Thank you for the comment Jamie!

Let me start by saying that my intent is to implement the layout feature that will be central to base snaps and app snaps alike. The layout feature. You can get a glimpse of it from this post Development sprint June 26th, 2017

Part of this used to be called the “overmount” interface, if you recall.

With the agreements from the sprint any snap will now be able to specify a layout section (separately from interfaces and applications). Layouts will use a combination of existing features as well as new, often natural extensions.

Let me start by coping the example from the whiteboard at the sprint.

/usr:
    bind: $SNAP/usr
/mytmp:
    type:  tmpfs
    user:  nobody
    group: nobody
    mode   1777
/mylink:
    symlink: /link/target

This section would appear alongside apps/interfaces, at the top level of snapcraft.yaml and snap.yaml files.

The idea is that snapd would then use layouts (also from the desired base snap but I’ll skip that for now) to create the /var/lib/snapd/mount/SNAP_NAME.fstab file.

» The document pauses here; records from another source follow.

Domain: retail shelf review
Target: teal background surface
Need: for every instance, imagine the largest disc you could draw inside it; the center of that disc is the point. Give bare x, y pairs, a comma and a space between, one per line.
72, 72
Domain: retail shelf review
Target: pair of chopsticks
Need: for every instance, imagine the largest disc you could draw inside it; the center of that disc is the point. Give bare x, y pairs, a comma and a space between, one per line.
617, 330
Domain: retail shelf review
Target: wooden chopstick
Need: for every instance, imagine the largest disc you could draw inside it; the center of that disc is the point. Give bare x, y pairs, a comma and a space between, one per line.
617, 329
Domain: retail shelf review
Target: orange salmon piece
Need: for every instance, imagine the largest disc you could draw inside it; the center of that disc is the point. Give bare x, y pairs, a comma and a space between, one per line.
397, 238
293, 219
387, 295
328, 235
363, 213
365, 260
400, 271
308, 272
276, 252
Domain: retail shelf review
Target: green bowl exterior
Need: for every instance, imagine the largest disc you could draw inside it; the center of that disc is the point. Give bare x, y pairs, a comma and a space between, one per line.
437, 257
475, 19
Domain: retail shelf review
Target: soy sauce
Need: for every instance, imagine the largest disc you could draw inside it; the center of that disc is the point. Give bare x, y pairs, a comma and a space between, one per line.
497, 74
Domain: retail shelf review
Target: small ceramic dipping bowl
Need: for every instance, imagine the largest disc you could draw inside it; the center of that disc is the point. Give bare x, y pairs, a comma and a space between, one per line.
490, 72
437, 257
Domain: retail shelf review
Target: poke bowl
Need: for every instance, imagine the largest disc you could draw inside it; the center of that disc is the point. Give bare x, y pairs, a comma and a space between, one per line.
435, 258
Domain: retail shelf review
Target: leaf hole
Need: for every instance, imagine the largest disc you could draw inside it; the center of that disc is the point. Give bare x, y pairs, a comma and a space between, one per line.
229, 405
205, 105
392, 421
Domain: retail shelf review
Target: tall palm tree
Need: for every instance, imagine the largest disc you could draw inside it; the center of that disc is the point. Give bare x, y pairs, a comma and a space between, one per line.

Interestingly changes would behave much like existing changes to mount namespaces, so layouts could evolve from revision to revision.

In the example above a following fstab profile might be synthesized.

$SNAP/usr /usr none bind,ro 0 0 
none /mytmp tmpfs x-snap-user:nobody,x-snap-group:nobody,x-snap-mode:1777 0 0
none /mylink x-snap-symlink x-snap-symlink:/link/target 0 0

I used $SNAP variables but those might be expanded by snapd. As you can see I invented some helpers such as x-snap-xxx options designed to convey additional parameters as well as the x-snap-symlink filesystem type.

You will be quick to notice that /mytmp cannot be immediately created on any existing base snap simply because such directory does not exist in the underlying squashfs. For any missing parents we will use a mechanism such as the “writable mimic” we currently have in snap-confine to put a tmpfs and a farm of directories with bind mounts in place. This behavior will be implicit so that users just express their preference and snapd will make the necessary changes to perform the operation.

The symlink is a natural extension of “I want my mount namespace to look like this” and as it is all an opt-in feature we chose to offer it as an available element.

All of this will naturally need careful analysis of what to allow, what to not allow, how to do undos, etc (especially in light of the writable mimic approach).

Ideally we’d use something easier to work with (overlayfs) but I believe we cannot rely on one, that is sufficiently capable and works with confinement, across the deployed kernels.

One more point about apparmor confinement for snap-update-ns. Given that a layout may desire to put almost arbitrary bind mount or tmpfs in any non-blacklisted directory I think it is unrealistic to extend the apparmor profile of snap-confine to be this liberal (it would be too powerful IMO). As such I think we could split this so that snap-confine would essentially have a fixed set of operations and would then call into snap-update-ns, with a profile transition and a fixed, dedicated profile for that specific snap. Such profile would be generated by snapd and would contain the super-set of “do” and “undo” operations for all the entries in the mount profile.

Having said that I worry that we may need to go to the opposite extreme and unconfine snap-confine given the apparmor mount namespace transition bug we encountered at the sprint. I will report that bug today, along with a branch that reproduces it, but earlier discussions with jj indicate that it is an unfixed, known issue that may take some time to address (at least one upstream kernel release cycle).